# blazer bay 2220 pro



## rtcrawl30 (Dec 7, 2010)

Blazer bay 2220 pro. this is what the family comes out on. This thing sits on the sand bar more than it fishes.


----------



## cutrunner (Jun 8, 2010)

I worked at a pathfinder dealer for years and those boats look eerily similar lol no matter tho.. Still a very nice boat. If i remember right the capacity plate says "horsepower-unlimited" i thought that was pretty cool, probably lucky i havent owned one, it would be getting an engine from Seven Marine if i did


----------



## rtcrawl30 (Dec 7, 2010)

Hey, if you can't beat em join em! Haha. Yeah, pathfinder tried to sue them but lost. (Technicalities). Yes sir, after the warranty runs out I might find out how fast an "unlimited motor can go"


----------



## cslascro (Feb 12, 2011)

Unlimited H.P.? How does the Coast Guard decide on issuing that? 

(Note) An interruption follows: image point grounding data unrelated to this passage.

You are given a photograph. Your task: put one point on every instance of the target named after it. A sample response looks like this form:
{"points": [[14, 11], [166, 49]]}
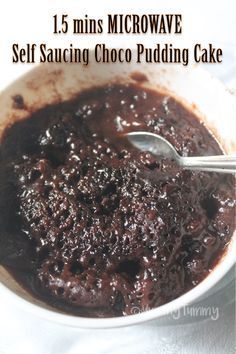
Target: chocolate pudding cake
{"points": [[96, 228]]}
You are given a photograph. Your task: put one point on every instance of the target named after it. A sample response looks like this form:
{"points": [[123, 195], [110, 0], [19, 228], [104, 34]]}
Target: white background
{"points": [[31, 21]]}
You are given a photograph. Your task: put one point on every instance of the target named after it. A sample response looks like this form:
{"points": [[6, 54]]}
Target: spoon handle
{"points": [[220, 163]]}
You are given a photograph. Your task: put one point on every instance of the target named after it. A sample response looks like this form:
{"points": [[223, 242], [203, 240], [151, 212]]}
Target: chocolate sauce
{"points": [[95, 227]]}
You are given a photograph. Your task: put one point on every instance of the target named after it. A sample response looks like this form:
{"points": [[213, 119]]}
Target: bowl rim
{"points": [[115, 322], [224, 264]]}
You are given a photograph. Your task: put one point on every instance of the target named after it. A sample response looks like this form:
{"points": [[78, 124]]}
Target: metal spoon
{"points": [[159, 146]]}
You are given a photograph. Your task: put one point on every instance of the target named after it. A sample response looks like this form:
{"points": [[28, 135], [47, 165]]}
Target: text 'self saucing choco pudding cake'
{"points": [[94, 227]]}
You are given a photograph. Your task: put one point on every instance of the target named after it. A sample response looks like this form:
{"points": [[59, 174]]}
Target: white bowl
{"points": [[193, 86]]}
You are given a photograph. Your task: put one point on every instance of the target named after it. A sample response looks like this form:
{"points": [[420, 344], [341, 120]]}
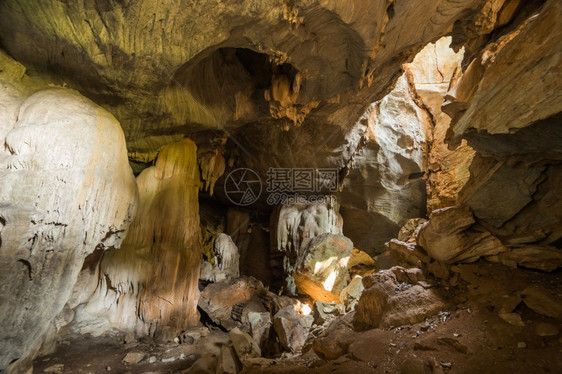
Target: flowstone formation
{"points": [[149, 285]]}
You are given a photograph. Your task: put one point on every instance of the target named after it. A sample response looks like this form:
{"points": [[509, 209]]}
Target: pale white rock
{"points": [[227, 256], [298, 224], [260, 324], [450, 237], [244, 345], [67, 189], [292, 328], [135, 291]]}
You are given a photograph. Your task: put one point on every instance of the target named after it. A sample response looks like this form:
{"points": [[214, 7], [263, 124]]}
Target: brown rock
{"points": [[244, 345], [546, 329], [335, 341], [322, 271], [218, 299], [350, 295], [66, 189], [448, 237], [389, 300]]}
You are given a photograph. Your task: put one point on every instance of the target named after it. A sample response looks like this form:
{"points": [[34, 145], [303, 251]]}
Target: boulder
{"points": [[334, 341], [292, 328], [393, 298], [66, 189], [323, 312], [322, 270], [244, 345], [260, 325]]}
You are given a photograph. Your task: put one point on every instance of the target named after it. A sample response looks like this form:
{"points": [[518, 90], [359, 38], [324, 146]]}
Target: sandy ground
{"points": [[468, 337]]}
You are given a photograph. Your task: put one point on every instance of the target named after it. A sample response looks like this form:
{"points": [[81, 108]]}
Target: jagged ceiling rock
{"points": [[66, 189], [507, 105], [165, 238], [505, 75], [166, 70]]}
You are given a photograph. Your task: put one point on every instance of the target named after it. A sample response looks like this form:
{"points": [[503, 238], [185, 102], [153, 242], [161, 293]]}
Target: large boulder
{"points": [[66, 190], [292, 328], [394, 297]]}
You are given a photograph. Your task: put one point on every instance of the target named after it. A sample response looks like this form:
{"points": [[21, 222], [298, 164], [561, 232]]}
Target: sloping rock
{"points": [[218, 299], [244, 345], [260, 325], [226, 260], [543, 301], [350, 295], [292, 328], [323, 312], [335, 340], [450, 237], [384, 183], [393, 298]]}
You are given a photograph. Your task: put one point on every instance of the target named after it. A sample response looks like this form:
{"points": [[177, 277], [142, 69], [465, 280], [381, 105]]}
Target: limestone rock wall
{"points": [[384, 185], [506, 107], [65, 189], [149, 285]]}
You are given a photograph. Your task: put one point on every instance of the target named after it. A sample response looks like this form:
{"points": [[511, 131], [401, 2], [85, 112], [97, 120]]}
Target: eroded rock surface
{"points": [[66, 190]]}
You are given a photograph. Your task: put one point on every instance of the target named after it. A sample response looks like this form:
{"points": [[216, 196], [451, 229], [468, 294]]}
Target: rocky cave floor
{"points": [[467, 337]]}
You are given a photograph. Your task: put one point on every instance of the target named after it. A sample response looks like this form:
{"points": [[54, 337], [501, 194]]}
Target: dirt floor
{"points": [[468, 337]]}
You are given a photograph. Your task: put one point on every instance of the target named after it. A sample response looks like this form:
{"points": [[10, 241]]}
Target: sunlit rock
{"points": [[451, 236], [292, 328]]}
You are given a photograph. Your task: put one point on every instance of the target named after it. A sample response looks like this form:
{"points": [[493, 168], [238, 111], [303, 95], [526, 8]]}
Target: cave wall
{"points": [[66, 189], [150, 285]]}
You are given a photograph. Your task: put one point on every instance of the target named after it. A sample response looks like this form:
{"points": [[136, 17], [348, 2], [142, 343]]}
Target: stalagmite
{"points": [[150, 284]]}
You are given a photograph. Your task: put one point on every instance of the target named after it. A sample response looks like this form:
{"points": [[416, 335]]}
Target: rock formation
{"points": [[150, 285], [440, 117], [66, 191]]}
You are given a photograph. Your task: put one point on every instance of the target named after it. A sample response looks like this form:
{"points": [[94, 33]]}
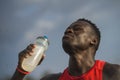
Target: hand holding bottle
{"points": [[33, 55]]}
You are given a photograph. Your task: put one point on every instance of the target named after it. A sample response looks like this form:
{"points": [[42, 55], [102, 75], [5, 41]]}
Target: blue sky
{"points": [[21, 21]]}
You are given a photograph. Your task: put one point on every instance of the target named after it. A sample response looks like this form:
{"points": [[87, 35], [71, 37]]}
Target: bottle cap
{"points": [[45, 37]]}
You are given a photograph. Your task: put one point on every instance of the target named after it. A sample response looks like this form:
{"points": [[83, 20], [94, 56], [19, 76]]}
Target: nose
{"points": [[69, 30]]}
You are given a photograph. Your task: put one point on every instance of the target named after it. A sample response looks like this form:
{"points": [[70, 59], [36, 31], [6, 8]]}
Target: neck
{"points": [[80, 63]]}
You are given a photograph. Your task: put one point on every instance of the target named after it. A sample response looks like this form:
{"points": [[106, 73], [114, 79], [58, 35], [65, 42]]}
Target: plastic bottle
{"points": [[41, 45]]}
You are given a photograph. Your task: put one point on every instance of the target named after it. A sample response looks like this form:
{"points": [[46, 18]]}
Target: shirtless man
{"points": [[80, 41]]}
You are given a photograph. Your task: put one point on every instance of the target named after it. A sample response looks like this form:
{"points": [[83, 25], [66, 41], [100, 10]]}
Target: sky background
{"points": [[21, 21]]}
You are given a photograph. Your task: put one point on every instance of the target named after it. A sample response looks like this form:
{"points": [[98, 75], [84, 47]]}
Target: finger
{"points": [[30, 47], [43, 57]]}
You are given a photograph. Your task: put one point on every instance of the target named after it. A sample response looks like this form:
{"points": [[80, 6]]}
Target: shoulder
{"points": [[111, 71], [51, 76]]}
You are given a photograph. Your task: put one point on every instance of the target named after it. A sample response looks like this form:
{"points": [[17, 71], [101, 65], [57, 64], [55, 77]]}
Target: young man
{"points": [[80, 41]]}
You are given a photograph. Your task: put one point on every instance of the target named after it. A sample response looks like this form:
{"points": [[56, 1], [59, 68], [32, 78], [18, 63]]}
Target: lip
{"points": [[68, 36]]}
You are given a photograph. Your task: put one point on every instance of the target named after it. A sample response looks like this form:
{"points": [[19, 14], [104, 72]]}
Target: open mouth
{"points": [[68, 36]]}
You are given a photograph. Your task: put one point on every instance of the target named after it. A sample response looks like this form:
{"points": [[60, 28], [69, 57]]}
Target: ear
{"points": [[94, 41]]}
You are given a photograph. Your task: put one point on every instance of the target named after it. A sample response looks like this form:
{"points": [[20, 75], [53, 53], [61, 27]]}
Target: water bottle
{"points": [[41, 45]]}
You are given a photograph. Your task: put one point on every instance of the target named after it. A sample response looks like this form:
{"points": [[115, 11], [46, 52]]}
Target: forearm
{"points": [[18, 76]]}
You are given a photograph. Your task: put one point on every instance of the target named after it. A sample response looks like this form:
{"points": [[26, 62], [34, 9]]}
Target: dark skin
{"points": [[79, 42]]}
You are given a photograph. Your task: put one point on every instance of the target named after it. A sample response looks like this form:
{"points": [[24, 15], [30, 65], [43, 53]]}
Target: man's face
{"points": [[76, 37]]}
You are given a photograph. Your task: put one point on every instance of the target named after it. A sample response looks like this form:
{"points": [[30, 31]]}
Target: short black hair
{"points": [[95, 28]]}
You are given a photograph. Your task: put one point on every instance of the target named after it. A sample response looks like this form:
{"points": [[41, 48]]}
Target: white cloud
{"points": [[40, 27]]}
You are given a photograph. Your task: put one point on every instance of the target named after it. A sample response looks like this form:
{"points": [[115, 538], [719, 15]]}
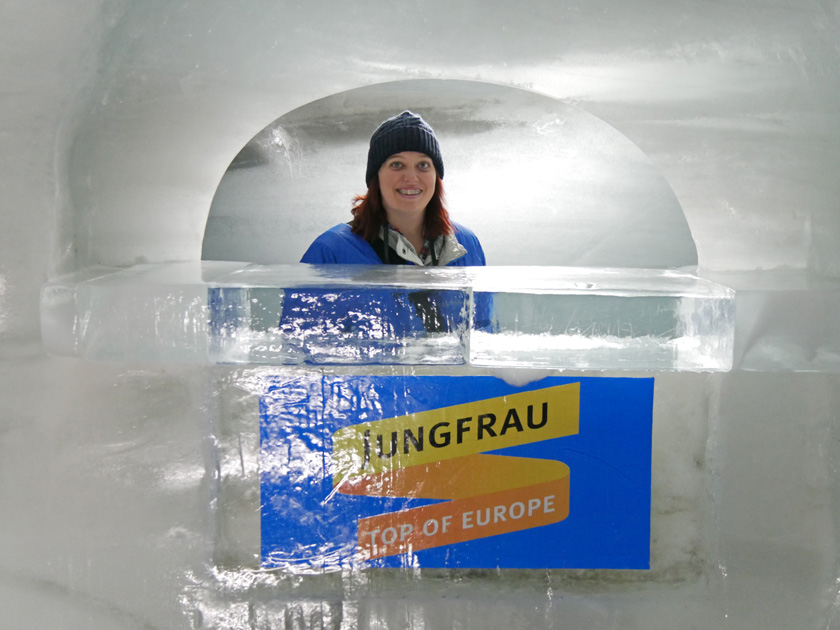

Also, did Blazer Bay use old Pathfinder molds? I saw some boats a few years ago at a very small local shop in Miami that were built off of late-nineties Contender molds, very nice!


----------



## iMacattack (Dec 11, 2006)

Nice ride, what kind of performance do you get from the Zuk package?


----------



## rcmay (Dec 12, 2006)

my neighbor just got a brand new 2170 w/ ProXS 250, it'll run 70!


----------